- Open Access
- Authors : Prakruthi Manjunath, Twinkle S, Pola Shreya, Vismaya Ashok, Dr. Shabana Sultana
- Paper ID : IJERTCONV9IS12019
- Volume & Issue : NCCDS – 2021 (Volume 09 – Issue 12)
- Published (First Online): 20-07-2021
- ISSN (Online) : 2278-0181
- Publisher Name : IJERT
- License: This work is licensed under a Creative Commons Attribution 4.0 International License
Predictive Analysis of Student Stress Level using Machine Learning
Prakruthi Manjunath
Department of Computer Science The National Institute of Engineering Mysuru, India
Pola Shreya
Department of Computer Science The National Institute of Engineering Mysuru, India
Twinkle S
Department of Computer Science The National Institute of Engineering Mysuru, India
Vismaya Ashok
Department of Computer Science The National Institute of Engineering Mysuru, India
Dr. Shabana Sultana Professor & Controller of Examination The National Institute of Engineering
Mysuru, India
Abstract – Students of today's era are invariably subjected to immense amount of stress, the contributing factors for this are in plenty.

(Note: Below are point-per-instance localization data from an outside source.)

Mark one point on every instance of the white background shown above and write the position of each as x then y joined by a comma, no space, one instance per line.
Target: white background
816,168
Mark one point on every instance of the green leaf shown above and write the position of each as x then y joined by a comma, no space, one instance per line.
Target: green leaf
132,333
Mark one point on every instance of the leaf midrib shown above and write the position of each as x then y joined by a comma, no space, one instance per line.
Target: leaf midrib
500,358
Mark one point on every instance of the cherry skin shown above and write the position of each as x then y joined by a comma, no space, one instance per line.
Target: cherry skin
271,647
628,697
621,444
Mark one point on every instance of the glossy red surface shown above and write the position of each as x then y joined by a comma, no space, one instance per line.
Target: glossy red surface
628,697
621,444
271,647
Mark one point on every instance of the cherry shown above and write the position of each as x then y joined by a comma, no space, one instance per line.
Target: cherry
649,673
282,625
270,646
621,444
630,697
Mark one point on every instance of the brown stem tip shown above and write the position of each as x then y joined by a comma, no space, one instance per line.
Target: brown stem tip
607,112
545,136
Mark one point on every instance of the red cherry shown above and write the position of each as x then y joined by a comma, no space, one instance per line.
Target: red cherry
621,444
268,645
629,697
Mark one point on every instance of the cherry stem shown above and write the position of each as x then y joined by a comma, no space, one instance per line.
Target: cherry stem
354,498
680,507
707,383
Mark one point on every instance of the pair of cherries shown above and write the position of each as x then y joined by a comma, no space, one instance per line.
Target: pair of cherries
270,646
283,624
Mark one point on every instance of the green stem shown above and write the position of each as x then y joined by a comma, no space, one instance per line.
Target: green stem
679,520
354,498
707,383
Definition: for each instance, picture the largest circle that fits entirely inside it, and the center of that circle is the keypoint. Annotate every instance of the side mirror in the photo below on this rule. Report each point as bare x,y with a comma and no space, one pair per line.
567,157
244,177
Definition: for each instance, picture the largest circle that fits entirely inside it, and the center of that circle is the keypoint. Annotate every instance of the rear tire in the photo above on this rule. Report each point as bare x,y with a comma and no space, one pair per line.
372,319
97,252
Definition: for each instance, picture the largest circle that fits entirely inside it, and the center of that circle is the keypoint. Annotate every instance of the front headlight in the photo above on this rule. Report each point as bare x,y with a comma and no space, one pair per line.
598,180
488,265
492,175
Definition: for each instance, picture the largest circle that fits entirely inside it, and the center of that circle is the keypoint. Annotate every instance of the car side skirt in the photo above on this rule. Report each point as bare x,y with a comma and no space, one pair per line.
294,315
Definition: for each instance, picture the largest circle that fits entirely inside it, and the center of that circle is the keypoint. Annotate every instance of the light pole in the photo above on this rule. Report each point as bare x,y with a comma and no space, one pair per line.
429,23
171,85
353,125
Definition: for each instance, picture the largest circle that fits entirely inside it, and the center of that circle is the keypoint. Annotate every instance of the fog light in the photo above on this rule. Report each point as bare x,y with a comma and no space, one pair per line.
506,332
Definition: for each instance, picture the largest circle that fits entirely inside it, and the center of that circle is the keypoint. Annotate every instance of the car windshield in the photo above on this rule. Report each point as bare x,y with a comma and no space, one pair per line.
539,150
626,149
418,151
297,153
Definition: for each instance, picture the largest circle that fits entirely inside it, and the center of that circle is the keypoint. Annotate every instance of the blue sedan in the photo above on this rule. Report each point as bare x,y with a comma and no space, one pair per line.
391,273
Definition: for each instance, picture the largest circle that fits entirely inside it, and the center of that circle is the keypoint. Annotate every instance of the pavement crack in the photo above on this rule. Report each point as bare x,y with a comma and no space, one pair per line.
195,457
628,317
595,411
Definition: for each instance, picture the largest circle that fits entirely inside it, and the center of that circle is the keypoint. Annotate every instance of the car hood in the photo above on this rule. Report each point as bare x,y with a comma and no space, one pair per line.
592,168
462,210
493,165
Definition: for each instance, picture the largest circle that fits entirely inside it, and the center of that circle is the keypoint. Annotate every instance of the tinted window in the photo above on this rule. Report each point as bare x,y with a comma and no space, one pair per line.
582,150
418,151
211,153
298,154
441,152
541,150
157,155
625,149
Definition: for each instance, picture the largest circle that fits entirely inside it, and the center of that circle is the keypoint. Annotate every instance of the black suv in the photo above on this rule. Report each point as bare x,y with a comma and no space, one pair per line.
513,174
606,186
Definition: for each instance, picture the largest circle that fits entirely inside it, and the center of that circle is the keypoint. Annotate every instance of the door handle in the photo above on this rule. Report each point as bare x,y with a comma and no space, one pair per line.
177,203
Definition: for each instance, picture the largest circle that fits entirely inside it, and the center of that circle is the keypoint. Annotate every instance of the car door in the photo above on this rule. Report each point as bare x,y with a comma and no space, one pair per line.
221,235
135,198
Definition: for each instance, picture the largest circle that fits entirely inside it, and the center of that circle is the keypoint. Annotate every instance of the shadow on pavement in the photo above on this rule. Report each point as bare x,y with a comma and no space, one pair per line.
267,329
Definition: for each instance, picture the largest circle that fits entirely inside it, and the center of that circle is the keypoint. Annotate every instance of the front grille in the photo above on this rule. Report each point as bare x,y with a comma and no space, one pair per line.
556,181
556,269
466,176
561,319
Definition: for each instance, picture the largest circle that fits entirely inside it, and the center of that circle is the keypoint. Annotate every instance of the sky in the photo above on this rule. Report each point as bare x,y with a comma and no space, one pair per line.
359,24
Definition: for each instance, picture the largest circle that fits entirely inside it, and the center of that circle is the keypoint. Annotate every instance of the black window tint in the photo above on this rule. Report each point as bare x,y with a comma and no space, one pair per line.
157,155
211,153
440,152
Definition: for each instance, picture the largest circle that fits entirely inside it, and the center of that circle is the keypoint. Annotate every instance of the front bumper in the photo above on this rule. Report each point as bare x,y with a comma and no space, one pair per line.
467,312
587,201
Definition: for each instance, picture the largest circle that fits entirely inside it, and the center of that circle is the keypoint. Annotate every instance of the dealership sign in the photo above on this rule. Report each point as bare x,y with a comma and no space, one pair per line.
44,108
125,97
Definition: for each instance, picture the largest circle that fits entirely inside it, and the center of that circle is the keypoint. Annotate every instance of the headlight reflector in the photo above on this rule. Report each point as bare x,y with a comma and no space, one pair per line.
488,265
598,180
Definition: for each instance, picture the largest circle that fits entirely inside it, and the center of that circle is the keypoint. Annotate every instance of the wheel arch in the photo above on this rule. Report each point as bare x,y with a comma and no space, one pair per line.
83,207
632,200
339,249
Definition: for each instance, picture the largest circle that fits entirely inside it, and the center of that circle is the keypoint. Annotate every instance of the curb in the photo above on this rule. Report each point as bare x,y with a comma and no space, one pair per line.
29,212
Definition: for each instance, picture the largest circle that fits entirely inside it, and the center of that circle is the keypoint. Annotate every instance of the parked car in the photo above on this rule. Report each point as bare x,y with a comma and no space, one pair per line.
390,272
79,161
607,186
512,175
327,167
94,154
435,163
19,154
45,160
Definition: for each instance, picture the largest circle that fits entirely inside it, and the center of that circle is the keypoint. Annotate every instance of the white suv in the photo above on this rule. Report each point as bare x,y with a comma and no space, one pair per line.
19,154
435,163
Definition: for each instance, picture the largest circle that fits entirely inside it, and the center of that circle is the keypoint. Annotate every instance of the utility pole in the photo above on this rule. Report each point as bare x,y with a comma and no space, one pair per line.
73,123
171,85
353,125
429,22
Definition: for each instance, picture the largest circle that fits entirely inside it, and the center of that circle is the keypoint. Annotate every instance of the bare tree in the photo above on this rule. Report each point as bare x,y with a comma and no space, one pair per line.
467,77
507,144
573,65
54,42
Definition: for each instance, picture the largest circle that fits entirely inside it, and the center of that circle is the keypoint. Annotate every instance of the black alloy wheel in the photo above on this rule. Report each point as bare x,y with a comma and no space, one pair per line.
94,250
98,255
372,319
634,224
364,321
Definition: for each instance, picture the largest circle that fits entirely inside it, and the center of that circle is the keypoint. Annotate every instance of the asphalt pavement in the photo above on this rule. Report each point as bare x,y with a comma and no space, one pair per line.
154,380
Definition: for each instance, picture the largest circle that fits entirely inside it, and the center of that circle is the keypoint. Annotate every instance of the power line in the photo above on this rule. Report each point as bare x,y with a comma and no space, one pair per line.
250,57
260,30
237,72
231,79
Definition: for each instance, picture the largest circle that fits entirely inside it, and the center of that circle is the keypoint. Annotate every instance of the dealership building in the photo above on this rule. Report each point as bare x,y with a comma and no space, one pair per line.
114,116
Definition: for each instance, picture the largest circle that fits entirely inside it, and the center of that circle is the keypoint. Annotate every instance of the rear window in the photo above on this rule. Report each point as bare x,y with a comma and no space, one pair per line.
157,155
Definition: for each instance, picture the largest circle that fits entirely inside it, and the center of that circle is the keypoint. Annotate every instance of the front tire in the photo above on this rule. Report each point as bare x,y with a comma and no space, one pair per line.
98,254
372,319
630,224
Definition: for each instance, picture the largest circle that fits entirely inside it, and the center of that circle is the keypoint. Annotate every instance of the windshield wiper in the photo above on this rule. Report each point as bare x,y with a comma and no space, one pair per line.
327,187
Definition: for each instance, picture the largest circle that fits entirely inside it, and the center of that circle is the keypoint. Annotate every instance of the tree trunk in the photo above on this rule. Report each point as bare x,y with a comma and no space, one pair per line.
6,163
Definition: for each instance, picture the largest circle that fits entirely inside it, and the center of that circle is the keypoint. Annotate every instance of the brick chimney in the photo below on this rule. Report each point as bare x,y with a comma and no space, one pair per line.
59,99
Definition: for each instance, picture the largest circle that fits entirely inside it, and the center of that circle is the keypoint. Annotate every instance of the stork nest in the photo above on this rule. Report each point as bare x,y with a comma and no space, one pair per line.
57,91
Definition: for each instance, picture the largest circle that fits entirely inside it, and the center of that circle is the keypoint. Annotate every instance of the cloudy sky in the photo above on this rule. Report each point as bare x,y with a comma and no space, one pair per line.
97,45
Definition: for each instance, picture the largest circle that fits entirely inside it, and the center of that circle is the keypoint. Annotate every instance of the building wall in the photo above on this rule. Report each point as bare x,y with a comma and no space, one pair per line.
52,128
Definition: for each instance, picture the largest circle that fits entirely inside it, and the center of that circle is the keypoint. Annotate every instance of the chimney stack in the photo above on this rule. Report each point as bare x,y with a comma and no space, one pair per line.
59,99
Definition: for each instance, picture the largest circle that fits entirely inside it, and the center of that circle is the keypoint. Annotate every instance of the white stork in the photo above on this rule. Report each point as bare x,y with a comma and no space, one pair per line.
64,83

Many students are unable to cope up with the challenging and stressful environment and fail to receive help in the right way, thus leading to a persistent damage to their lifestyles. This is followed by performance degradation of the student and not being counted as an asset.
We propose a solution for the educational organization where the authorities can track the predicted stress percentages of each student enrolled. The student has the provision of taking up the survey, encompassing the parameters which is instrumental in bringing about mental distress and anxiety. The survey data is taken as the input for a pre-trained machine learning model which predicts the stress percentage of each student. A two-way classification of the stress level is brought about by the model as to whether the student is stress-free or stressful, and a further classification under stressful students about the range in which their stress percentages lie, as to low, medium or high is done. Based on the range of the stress level and the probabilistic parameters of stress, each stressful student is given a feedback and advisable solution from the educational institute. The student can adopt the solution and make way for his or her mental peace thereby reducing stress levels. Our work also enables the student to query his grief, and an apt answer would be received by the student from the authorities and the privacy of each student is maintained. The machine learning model is structured on the KNN-classificationalgorithm.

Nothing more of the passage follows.